Review: DC Celebration – Robin

Mit diesem Band schließen wir die Geburtstagsfeierlichkeiten jener Batman-Figuren ab, die im vergangenen Jahr 80 Jahre alt geworden sind. Ob es sich lohnt, bei der Party des Wunderknaben aufzutauchen, klären wir in dieser Review.

Titel: DC Celebration – Robin

Autoren: Chuck Dixon, Devin Grayson, James Tynion IV, Judd Winick, Marv Wolfmann, uvm.

Artwork: Scott Hanna, Mikel Janín, Jorge Jiménez, Dan Jurgens, Scott McDaniel, Dustin Nguyen, uvm.

Verlag: Panini
Seiten: 116
Preis: 24,- € (Hardcover)

VÖ: 13.07.2021


Robin ist also ebenfalls 80 Jahre alt geworden oder vielmehr die Robins – Mehrzahl.

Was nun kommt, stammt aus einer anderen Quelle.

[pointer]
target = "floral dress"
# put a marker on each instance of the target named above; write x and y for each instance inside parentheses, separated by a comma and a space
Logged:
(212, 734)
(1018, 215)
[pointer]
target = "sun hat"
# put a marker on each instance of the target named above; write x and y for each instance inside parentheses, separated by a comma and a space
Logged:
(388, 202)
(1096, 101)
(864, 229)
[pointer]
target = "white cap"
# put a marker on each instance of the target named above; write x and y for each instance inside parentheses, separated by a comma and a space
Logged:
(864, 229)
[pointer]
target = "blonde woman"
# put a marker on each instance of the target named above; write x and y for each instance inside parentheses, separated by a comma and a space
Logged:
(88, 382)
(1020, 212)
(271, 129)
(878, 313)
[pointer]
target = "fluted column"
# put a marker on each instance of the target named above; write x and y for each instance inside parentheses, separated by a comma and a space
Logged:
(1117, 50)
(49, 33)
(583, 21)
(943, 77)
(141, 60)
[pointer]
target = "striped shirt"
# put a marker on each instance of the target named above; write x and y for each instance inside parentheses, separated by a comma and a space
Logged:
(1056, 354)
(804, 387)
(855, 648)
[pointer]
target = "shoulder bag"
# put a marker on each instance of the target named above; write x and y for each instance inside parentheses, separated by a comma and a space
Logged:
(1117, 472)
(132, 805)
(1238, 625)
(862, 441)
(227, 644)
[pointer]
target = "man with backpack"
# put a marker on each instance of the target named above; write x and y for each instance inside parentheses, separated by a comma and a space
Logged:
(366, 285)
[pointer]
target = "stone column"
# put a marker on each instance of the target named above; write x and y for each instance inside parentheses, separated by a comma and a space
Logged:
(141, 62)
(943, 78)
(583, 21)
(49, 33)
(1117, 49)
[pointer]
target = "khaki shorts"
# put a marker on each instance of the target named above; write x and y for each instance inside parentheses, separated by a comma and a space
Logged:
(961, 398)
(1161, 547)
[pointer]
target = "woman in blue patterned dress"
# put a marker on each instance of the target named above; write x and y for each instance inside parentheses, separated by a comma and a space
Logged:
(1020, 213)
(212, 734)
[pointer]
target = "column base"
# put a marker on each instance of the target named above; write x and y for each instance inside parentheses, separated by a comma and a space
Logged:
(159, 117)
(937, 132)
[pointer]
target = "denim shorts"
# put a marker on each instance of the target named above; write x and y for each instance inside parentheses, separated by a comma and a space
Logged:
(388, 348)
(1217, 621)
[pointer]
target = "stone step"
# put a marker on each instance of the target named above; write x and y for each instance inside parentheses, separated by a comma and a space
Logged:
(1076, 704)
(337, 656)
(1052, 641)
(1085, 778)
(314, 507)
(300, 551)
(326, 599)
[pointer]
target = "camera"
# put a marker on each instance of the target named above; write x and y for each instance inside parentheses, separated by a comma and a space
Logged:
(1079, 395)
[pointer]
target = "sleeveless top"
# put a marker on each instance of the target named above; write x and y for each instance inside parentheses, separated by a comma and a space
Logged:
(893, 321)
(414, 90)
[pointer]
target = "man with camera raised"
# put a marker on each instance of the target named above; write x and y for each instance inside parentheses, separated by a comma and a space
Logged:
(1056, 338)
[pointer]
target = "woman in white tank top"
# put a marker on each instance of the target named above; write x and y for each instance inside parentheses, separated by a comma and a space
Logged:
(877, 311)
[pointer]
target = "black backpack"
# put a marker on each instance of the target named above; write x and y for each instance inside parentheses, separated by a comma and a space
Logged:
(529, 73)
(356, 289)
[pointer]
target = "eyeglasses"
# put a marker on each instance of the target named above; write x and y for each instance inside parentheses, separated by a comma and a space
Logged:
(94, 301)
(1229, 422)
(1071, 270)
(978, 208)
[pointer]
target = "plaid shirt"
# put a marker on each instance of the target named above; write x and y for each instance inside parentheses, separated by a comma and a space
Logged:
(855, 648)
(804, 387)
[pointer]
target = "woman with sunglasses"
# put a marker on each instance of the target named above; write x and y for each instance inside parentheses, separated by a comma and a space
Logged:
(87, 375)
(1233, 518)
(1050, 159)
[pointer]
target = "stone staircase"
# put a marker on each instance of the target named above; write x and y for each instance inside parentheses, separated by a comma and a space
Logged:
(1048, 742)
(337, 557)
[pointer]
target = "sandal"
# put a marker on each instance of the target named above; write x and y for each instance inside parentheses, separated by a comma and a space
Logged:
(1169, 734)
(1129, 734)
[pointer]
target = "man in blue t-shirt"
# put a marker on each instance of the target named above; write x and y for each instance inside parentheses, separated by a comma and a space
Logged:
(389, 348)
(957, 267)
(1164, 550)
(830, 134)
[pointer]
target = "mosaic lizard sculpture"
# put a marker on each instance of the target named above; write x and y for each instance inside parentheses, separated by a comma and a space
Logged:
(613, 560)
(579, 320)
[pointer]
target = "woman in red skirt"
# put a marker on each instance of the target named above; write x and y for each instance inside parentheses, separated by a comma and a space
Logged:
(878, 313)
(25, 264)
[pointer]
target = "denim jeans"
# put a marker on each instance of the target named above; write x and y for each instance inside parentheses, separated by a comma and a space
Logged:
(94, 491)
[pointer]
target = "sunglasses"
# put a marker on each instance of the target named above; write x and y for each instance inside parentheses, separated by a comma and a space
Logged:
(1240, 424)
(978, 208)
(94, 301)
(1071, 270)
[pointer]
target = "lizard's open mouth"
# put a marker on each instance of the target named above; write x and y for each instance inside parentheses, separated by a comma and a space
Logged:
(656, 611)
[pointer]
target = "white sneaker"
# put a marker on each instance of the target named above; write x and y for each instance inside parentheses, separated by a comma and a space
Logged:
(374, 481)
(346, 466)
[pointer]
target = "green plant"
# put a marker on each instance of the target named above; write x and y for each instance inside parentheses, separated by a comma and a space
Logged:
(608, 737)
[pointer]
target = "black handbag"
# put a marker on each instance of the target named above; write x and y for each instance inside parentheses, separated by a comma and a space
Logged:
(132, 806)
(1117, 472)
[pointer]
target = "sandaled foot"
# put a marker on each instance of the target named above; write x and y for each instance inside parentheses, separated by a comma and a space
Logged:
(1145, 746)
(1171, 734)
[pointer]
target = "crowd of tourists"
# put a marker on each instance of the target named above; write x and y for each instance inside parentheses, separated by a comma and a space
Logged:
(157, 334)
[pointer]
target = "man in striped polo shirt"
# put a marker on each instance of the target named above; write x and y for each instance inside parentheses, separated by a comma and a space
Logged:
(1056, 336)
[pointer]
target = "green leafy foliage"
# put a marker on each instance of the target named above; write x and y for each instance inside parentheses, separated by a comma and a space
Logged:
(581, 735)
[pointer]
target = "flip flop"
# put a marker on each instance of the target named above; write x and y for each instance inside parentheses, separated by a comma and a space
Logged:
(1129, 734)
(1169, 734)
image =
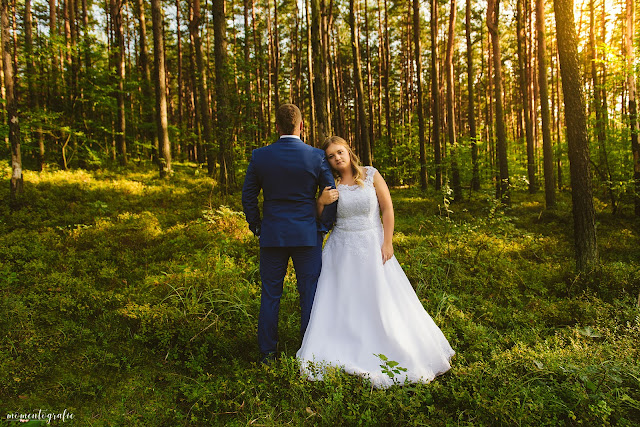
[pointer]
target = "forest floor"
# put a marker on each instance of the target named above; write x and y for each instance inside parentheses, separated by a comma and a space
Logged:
(127, 300)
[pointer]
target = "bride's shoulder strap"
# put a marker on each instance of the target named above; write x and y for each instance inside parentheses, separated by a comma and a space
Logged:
(370, 171)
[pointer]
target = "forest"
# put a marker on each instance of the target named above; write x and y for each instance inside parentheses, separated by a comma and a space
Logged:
(507, 132)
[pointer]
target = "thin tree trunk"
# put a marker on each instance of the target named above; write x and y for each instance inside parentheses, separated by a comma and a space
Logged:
(369, 75)
(312, 104)
(119, 59)
(276, 57)
(451, 118)
(225, 153)
(162, 124)
(16, 182)
(320, 84)
(201, 88)
(34, 99)
(547, 144)
(524, 96)
(633, 111)
(576, 121)
(180, 88)
(147, 91)
(435, 94)
(424, 177)
(363, 128)
(475, 179)
(502, 187)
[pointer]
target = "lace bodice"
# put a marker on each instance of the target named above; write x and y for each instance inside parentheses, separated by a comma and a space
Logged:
(358, 208)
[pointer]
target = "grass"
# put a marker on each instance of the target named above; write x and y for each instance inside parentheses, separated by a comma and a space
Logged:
(129, 300)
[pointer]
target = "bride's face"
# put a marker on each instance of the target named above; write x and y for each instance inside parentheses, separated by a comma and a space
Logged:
(338, 157)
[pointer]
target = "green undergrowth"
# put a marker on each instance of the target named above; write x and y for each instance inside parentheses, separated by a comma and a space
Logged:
(129, 300)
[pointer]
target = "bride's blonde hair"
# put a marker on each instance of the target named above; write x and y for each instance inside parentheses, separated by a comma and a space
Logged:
(356, 167)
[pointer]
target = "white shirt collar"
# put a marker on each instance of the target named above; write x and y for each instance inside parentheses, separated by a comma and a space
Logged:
(290, 136)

Denn was das Rotkehlchen den anderen beiden Geburtstagskindern, Catwoman und Joker, voraushat, ist nun mal, dass bereits mehrere Personen das bunte Kostüm überstreiften, um an der Seite des Dunklen Ritters Gotham Citys Straßen zu säubern.

Auch bei dem vorliegenden Band (den wir dankenswerter Weise als Panini-Rezensionsexemplar erhalten haben) handelt es sich nicht um eine Anthologie „der besten Robin-Geschichten der Comichistorie“, sondern um eine Sammlung neuer, abgeschlossener Kurzgeschichten; meistenteils dargeboten von jenen Künstlern, die bereits die Feder und den Zeichenstift für den Wunderknaben geschwungen haben.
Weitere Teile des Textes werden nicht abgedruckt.